HAYATIN YÜKÜ, BİLMENİN AĞIRLIĞI


Her şeyi bilmek, görmek iyi mi? İsteyen için iyidir, benim içinse yüktür. Zaten bilmek de istemem. Ben istediğim merak ettiğim konuları bilmek isterim. Bilgi açlığım vardır ve yoğun bir şekilde gidermek isterim. Fakat bilmek istemediğim, merak etmediğim, hafızama yük olarak gördüğüm bilgiler de vardır.

Doğru dürüst dinlemem bile. Beynim iter, kaydetmez. Fakat nedendir bilinmez insanlar da özellikle bana anlatmak isterler. Beynime teperler adeta bilgileri. Bazılarında ise beynim ne yapacağını bilemez. Bir yanı istemezken bir yanı da bunu insanlığa anlatmak için kaydetmen lazım der.

Evet, yüküm ağırdır benim. Kafasında dört romanla dolaşan kaç kişi var ki tanıdığınız? Geçen yıldan beri yazmaya başladım da bir kısım hikayeleri, yüküm azaldı fakat hala çok ağır yüküm. Bir yılda iki yüze yakın yazıyı nasıl yazabildim? Daha önce yazılmış halde beynimde tuttuğum için.

Özellikle mesleki konularda yazmıyorum, yazdıklarımı da yayınlamıyorum. Etik bulmuyorum yazmayı, mesleğimi icra ederken. Sonra belki. Fakat bazıları var ki elimden beynimden kaçıyor. Okuyan affetsin?

-Beyim o karpuz kabak çıkmasaydı görevden alınmayacaktım. Diğer altı tanesi de!

İnsanlar derdini kime, neden anlatır, bilmiyorum. Ben anlatılan kişiyim devamlı. Ne buluyorsa insanlar bende, hemen başlıyorlar derdini dökmeye. Şikayetim yok dinlemekten de yardımcı olamamak üzüyor insanı. Bir yük oluyor. Biliyorsun ve bir şey yapamıyorsun. Kendime haksızlık etmeyeyim. Bir şey yapabildiklerim dertler de oldu ama çoğunluk bana yük olarak kaldı. Bir ara çok yoğundu, hatta üç rakamlı bir “alo erkan” hattı kurmayı bile düşünmüştüm. Şu sıralar azaldı başvurular, ya dinlemekten bıkkınlığım yüzüme vurdu ya da insanlar baktılar ki bana anlatmak çözmüyor sorunlarını, vazgeçtiler anlatmaktan.

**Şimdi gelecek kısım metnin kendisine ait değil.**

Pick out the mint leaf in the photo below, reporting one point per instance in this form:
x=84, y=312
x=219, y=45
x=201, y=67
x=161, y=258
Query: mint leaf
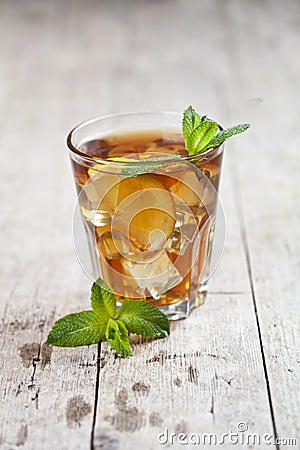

Evet, bir fabrika müdürü görevden alınmış. Kabahati karpuzun kabak çıkmasında buluyor. Yani beyin bu bilgiyi kaydetmesin de ne yapsın?

Kamu kurumlarının sosyal tesisleri vardır. Yöneticilerin görevleri gereği yönetmek zorunda oldukları asli işleri vardır bir de varsa eğer kurumlarının sosyal tesisleri vardır. Kurumu yönetmek kolaydır da sosyal tesisi yönetmek en zorudur.

Örneğimizdeki fabrika müdürü, kimya mühendisi, konusuna vakıf, bilgili, tecrübeli biri. O nedenledir ki kurumunun en önemli fabrikasına müdür yapılmıştır. Fabrikaya da sözde personel için bir sosyal tesis yapılmıştır. Orduevi, polisevi ve öğretmenevi gibi.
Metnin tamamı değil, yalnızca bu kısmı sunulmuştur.